Türkiye-Katar işbirliğinin son arenası: Somali Türkiye’de demokrasinin tasfiyesiyle birlikte duymaya alıştığımız bir önerme var; “bu biçimde ülkeye yabancı sermaye gelmez”. Birinci bakışta yanlışsız üzere gelen bu önermenin temelleri pek de sağlam değil. Evet, yabancı sermayenin demokratik işleyişin kurumsal olduğu ülkelere daha rahat ve fazlaca geldiği ortada. Lakin demokrasinin tümüyle tasfiye edildiği, hatta sokaklarında çatışmaların olduğu ülkelere yabancı sermaye gelmez mi? Gelir olağan olarak… Lakin beklentisi artar, aldığı riske paralel ölçüde getiri maksatlar. Yüksek faiz ister, egemenlik haklarından hisse ister, imtiyazlar iste vs. vs.
Her şey insani…
1960’ta bağımsızlığını kazanmış, 1991’den bu yana ağır yahut düşük ölçekli bir iç savaşı yaşayan, 15 milyonu aşkın nüfusu ile dünyanın en fakir ülkelerinden biri Somali. Doğu Afrika’da Aden Körfezi ile Hint Okyanusu’nun birleştiği kıyı şeridini topraklarında barındıran bu ülke şu sıralar yaklaşan seçimlerin gerginliğini yaşıyor. Lakin Ankara, kendisinden 7 bin km uzakta olan bu ülkenin seçimleriyle olağandışı biçimde ilgili.

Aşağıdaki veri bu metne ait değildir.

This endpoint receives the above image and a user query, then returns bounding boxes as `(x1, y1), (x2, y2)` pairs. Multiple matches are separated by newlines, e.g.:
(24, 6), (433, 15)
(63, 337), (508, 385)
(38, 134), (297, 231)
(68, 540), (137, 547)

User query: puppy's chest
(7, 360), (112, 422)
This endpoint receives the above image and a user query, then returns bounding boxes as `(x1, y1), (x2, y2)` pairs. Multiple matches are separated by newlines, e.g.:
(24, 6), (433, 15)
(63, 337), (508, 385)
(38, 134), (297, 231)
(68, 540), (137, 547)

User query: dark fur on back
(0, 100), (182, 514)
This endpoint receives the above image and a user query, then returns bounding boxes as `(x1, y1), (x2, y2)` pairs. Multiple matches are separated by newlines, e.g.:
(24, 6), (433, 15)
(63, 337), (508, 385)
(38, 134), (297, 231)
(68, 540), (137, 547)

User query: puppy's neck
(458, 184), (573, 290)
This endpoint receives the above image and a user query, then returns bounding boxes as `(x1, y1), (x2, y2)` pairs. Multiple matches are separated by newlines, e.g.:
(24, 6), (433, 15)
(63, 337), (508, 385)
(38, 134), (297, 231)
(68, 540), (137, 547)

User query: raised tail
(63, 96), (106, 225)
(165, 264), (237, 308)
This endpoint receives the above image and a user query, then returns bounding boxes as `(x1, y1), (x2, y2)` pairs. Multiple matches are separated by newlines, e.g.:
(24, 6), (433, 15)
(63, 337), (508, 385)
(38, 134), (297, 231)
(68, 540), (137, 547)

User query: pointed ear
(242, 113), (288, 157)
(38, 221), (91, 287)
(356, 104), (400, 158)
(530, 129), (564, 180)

O kadar ki, hükümet, bütçenin rekor seviyede (46 milyar TL) açık verdiği temmuz ayında Somali’ye 30 milyon dolar parayı hibe edebildi. Yetmedi, geçen hafta 22 zırhlı aracın Somali’ye gönderildiğini öğrendik. O kadar ki, Somali’nin IMF’ye olan borcunu dahi koronavirüs salgınının iktisada darbe indirdiği Kasım ayında ödedik. Son 10 yılda Somali’ye Türkiye’den gönderilen yardımlar 1 milyar doları buluyor. Bu haliyle Somali hükümetinin en kıymetli destekçisi pozisyonunda Türkiye. Hükümete soracak olursanız yardımların sebebi insani.

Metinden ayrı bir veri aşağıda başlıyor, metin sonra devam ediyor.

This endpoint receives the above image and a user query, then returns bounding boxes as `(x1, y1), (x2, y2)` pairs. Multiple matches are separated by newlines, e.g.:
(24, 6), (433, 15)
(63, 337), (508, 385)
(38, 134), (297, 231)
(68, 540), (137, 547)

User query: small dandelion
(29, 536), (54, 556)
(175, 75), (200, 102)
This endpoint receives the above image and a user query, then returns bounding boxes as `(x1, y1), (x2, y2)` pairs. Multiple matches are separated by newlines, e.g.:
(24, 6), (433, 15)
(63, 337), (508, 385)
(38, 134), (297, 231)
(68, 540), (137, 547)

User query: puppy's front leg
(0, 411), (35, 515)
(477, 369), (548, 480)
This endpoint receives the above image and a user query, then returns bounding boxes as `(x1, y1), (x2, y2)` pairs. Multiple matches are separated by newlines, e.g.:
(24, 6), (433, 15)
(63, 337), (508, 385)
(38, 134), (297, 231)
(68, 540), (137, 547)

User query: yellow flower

Tabir yerindeyse zenginliğimizin zekatını Somali’ye veriyoruz. Fakat, yalnızca mali yardım değil, beraberinde Somali hükümetini askeri olarak da destekliyoruz. Türkiye’nin kendi sonları haricindeki en büyük askeri üssü Somali’nin başşehri Mogadişu’da bulunuyor. 4 kilometrekarelik bu askeri üssün imali için 2017’de 50 milyon dolar harcayan Türkiye, burada Somali askerlerini eğitiyor. Yetmiyor, başşehir Mogadişu’da Recep Tayyip Erdoğan isminde bir de hastane inşa edildi. Bu hastanenin masrafları da her ay Türkiye’nin bütçesinden karşılanıyor. Mogadişu Limanı’nı da Türkiye’den Albayrak Kümesi işletiyor. Özetle, gariban bir Doğu Afrika ülkesini 1 milyar dolara yakın hibeyle finanse ediyor, askerleriyle koruyor, hastaneleriyle düzgünleştiriyor, ordusunu donatıyor, limanlarını işletiyor Ankara. Türkiye emperyalist bir ülke olsaydı, Somali için neredeyse Türkiye’nin sömürgesi denebilirdi. Lakin her şey insani…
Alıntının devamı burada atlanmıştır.